Inspired to compete in the marathon by his late father, Mr Thula Ngcobo who was sports inclined, Menzi said training for the race was the most difficult aspect he had to face, where a runner had to start a four to five hour training run in the early hours of the morning.
“The run itself is not as gruelling as the preparation. Running in memory of my father had inspired me to complete the race. This year was an easier run compared to last year. However, the climb up Botha’s Hill made the race more tough and it was quieter with no cheering crowds as was the case in Kloof, Pinetown and Westville,” said Mr Ncgobo.
Participating in the Comrade has complemented his studying believed Mr Ngcobo, who said training runs were a sort of ‘detox’ where one worked different muscles, used different thought processes and experienced the fresh outdoor breeze – an experience that left one motivated to study soon after a run.

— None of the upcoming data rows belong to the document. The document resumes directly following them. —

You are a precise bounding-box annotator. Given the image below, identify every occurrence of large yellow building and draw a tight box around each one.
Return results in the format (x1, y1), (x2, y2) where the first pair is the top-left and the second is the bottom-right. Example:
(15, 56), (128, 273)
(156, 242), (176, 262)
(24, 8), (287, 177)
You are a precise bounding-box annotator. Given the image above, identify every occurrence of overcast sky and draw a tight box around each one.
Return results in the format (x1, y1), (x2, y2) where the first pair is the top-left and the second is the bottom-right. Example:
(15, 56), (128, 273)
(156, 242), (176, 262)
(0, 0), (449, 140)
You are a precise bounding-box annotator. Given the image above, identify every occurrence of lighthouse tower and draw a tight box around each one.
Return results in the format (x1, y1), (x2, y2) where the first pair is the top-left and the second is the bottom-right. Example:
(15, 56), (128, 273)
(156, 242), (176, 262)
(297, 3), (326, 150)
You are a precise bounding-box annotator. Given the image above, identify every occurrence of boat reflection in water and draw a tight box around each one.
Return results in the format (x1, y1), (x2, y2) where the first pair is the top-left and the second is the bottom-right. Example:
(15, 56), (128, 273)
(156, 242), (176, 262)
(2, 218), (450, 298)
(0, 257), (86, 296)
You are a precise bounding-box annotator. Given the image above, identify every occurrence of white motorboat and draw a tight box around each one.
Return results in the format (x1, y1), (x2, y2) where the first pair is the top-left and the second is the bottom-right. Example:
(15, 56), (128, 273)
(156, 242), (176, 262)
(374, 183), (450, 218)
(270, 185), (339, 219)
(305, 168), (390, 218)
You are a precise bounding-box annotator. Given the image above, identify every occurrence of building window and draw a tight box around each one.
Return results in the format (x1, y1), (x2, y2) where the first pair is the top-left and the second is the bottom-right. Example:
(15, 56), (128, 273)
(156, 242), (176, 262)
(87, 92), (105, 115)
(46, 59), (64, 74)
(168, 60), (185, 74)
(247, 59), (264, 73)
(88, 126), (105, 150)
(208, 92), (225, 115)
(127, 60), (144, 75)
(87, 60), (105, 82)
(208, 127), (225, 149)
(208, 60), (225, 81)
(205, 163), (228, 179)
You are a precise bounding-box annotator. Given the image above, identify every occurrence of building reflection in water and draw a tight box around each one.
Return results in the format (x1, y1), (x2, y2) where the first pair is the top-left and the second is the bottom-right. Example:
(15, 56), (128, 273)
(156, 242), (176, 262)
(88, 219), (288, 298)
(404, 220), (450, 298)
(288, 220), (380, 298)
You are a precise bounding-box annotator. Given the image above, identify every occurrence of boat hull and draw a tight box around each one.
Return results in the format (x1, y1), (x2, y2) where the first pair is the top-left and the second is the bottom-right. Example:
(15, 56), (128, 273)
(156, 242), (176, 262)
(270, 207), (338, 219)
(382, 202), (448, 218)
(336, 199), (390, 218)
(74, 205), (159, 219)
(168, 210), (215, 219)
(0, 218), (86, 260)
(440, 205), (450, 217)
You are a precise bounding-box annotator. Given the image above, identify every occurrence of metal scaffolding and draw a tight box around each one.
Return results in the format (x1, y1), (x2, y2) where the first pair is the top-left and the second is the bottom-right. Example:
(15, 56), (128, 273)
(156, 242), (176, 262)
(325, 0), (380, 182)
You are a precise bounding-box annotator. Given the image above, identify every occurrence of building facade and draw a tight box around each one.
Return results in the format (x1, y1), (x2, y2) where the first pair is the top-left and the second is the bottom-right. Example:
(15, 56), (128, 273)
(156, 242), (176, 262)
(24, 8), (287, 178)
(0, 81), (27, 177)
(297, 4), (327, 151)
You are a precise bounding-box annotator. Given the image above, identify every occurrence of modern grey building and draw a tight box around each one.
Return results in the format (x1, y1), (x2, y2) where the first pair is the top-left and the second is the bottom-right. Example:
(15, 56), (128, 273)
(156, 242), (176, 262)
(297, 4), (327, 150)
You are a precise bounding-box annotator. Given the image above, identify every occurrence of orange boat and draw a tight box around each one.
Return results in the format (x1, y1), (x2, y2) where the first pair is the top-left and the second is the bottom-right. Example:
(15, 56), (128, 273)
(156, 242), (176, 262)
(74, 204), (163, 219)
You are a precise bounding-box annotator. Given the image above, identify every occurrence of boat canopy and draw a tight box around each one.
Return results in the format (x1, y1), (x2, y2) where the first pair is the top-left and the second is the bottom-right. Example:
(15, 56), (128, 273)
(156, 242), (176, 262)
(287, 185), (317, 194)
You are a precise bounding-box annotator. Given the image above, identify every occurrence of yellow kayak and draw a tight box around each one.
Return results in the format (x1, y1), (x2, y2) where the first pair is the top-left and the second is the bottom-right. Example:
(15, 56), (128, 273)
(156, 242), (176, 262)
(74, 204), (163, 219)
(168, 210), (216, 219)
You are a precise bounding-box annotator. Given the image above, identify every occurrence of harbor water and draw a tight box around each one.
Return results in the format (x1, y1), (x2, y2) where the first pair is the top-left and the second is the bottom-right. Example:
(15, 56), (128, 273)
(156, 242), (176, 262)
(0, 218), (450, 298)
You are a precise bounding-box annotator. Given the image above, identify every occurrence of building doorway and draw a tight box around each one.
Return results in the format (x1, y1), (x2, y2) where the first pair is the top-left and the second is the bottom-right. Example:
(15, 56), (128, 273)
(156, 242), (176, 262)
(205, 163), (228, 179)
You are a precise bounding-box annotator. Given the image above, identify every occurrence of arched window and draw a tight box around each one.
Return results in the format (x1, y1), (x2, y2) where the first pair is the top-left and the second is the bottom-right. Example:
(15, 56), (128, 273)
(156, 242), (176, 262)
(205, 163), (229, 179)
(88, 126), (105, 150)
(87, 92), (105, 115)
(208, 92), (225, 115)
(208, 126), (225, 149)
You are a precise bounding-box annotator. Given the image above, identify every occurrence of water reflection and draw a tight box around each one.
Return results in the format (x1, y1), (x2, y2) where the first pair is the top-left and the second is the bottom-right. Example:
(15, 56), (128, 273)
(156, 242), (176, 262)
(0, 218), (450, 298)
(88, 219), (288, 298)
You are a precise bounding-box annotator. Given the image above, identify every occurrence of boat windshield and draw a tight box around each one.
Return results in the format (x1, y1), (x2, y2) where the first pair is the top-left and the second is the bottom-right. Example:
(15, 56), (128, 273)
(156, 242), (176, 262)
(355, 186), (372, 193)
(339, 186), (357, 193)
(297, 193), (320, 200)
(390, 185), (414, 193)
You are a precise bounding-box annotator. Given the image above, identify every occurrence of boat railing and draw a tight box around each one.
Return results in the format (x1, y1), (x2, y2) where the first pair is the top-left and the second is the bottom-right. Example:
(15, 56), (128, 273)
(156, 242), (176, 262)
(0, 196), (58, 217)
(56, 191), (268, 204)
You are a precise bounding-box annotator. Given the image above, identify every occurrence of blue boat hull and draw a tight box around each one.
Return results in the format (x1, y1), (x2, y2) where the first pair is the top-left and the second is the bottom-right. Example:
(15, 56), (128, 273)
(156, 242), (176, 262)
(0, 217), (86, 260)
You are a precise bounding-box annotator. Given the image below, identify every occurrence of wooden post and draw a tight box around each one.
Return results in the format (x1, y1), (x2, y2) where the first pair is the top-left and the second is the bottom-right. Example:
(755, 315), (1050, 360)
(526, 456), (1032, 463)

He encouraged other students to take on the challenge of the Comrades Marathon as it was a beautiful way to keep healthy. He suggested that others who have not attempted the race do so as it not only offers a healthier lifestyle but also offers the time for personal introspection.
Mr Ncgobo said he was often asked how he completed the race; attended to the duties of fatherhood and wrote examinations the very next day (after Comrades). “It all comes into place with the right support system. For me it was the support of my high school teacher and cricket coach who started off the race with me. You have to be surrounded by people who support your goals. It is important for one to understand the system. For example to succeed at my education here at MANCOSA I have to understand the study processes and study hard to be successful,” he added.
Mr Ngcobo will take to the road again next year where he will compete in his third Comrades run.